New Bulkhead for Some Sea Isle City Condos

Endangered Sea Isle City condos get new bulkhead


SEA ISLE CITY
– A shiny black steel bulkhead now wraps around a three-unit bayfront condominium at 8209 Sounds Ave., blocking the property from the fast-moving currents that created a disaster in January.

Nine months ago, a private bulkhead near the 82nd Street property failed, ripping away the protection and causing the wrap-around balconies there to tumble into the Intracoastal Waterway near Townsends Inlet.

The small condominium association that oversees the building hired the Castle Group marine construction company, which finished constructing the bulkhead last month, company President Bill Castle said.

Work included driving the heavy steel sheets as deep as 40 feet into the channel bottom and using fill material and stone around the homes.

The building itself is still damaged and unoccupied.

The property owners, who live in Pennsylvania and New Jersey, could not be reached Friday.

The bulkhead failure nine months ago created major problems for properties in the area.
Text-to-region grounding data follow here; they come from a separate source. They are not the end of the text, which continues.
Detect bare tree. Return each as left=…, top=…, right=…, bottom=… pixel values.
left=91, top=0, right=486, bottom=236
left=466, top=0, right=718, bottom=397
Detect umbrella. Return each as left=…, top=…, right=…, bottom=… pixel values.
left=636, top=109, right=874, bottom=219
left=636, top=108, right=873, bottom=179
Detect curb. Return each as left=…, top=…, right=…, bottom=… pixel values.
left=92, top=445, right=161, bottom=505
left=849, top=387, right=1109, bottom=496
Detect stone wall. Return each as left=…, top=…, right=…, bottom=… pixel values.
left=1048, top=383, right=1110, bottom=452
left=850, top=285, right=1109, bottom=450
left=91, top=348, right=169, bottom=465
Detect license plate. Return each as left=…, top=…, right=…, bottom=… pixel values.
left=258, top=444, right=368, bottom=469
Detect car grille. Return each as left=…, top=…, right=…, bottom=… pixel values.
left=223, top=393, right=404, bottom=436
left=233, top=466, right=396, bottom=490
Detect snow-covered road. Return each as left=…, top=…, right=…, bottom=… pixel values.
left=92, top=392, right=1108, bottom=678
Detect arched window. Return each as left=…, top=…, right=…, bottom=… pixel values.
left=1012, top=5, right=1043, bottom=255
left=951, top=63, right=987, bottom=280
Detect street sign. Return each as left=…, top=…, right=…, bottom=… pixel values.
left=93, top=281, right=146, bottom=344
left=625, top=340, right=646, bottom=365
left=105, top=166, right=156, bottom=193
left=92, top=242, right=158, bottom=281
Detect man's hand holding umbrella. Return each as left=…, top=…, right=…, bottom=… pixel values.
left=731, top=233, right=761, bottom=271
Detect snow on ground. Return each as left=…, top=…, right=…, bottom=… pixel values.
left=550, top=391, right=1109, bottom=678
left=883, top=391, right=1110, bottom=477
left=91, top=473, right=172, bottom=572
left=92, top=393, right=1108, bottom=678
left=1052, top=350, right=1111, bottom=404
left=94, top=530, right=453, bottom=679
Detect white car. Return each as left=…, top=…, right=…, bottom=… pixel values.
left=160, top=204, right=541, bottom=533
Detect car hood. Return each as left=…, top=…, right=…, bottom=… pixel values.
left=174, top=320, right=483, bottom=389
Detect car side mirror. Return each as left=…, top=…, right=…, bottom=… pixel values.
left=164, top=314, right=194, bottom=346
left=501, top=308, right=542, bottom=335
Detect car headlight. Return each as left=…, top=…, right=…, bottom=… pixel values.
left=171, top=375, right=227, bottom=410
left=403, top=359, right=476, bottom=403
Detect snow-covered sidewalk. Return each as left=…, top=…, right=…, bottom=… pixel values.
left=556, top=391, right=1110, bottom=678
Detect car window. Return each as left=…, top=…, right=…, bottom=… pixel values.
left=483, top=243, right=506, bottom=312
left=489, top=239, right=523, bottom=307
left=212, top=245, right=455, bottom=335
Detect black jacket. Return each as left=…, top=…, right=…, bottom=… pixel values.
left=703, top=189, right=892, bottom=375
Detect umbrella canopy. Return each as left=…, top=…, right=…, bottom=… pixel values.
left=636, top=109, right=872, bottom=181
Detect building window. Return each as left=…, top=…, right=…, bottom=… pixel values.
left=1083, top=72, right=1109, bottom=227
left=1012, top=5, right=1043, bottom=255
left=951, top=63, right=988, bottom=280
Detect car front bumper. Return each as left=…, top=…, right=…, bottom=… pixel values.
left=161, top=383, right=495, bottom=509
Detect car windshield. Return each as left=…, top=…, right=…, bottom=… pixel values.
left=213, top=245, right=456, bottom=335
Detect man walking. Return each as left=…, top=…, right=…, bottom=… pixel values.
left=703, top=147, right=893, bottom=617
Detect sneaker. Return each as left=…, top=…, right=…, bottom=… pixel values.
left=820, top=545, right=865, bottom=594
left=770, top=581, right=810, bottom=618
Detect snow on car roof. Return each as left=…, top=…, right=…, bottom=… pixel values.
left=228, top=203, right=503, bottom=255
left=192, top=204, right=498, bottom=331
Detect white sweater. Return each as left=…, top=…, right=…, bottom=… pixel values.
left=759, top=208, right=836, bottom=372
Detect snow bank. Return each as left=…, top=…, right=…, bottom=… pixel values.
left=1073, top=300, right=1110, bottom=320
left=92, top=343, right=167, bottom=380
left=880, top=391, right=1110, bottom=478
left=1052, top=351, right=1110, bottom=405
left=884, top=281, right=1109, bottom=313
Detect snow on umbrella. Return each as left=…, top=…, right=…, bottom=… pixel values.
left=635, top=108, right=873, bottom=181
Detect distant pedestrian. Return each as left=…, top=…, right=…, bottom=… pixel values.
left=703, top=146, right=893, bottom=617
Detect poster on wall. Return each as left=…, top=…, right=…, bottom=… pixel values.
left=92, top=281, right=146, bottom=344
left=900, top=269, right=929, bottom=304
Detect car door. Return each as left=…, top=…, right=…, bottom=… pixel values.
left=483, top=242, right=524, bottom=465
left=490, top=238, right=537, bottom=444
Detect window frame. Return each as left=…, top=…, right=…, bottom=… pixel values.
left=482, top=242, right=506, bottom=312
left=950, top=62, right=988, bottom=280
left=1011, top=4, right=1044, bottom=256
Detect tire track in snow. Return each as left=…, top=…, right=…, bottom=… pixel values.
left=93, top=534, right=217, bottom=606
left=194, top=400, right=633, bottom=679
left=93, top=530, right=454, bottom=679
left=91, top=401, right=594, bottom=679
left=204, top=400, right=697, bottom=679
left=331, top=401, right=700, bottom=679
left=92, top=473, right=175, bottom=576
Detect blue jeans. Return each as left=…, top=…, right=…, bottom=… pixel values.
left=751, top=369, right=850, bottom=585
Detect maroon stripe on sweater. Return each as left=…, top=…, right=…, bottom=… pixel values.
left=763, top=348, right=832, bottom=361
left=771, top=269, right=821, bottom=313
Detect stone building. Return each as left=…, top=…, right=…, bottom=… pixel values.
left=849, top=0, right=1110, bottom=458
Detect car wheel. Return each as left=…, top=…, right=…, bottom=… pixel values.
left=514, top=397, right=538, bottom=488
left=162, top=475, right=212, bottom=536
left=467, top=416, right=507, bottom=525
Without a barrier to protect the condominium and its land from the currents, the passing water would have eaten away more of the bayfront property, said Janet Castle, also a company president.

“It was definitely in danger of collapsing even more,” she said.

The marine construction company recently finished about three months of work, using divers to help install the bulkhead, company officials said.

Because of the tight quarters around the bayfront homes and property in the area and the size of the equipment involved, the company needed a barge to ship in the 60-foot-long steel sheets that comprise the bulkhead.

On Jan. 12, parts of the decks on the condominium collapsed into the water after the bulkhead failed the day before.

The encroaching water threatened to undermine the supports of the $2.5 million waterfront condominium.

The collapse let pieces of decks and floating docks to drift down the bay and to the ocean.

All the units are second homes and were unoccupied at the time of the accident.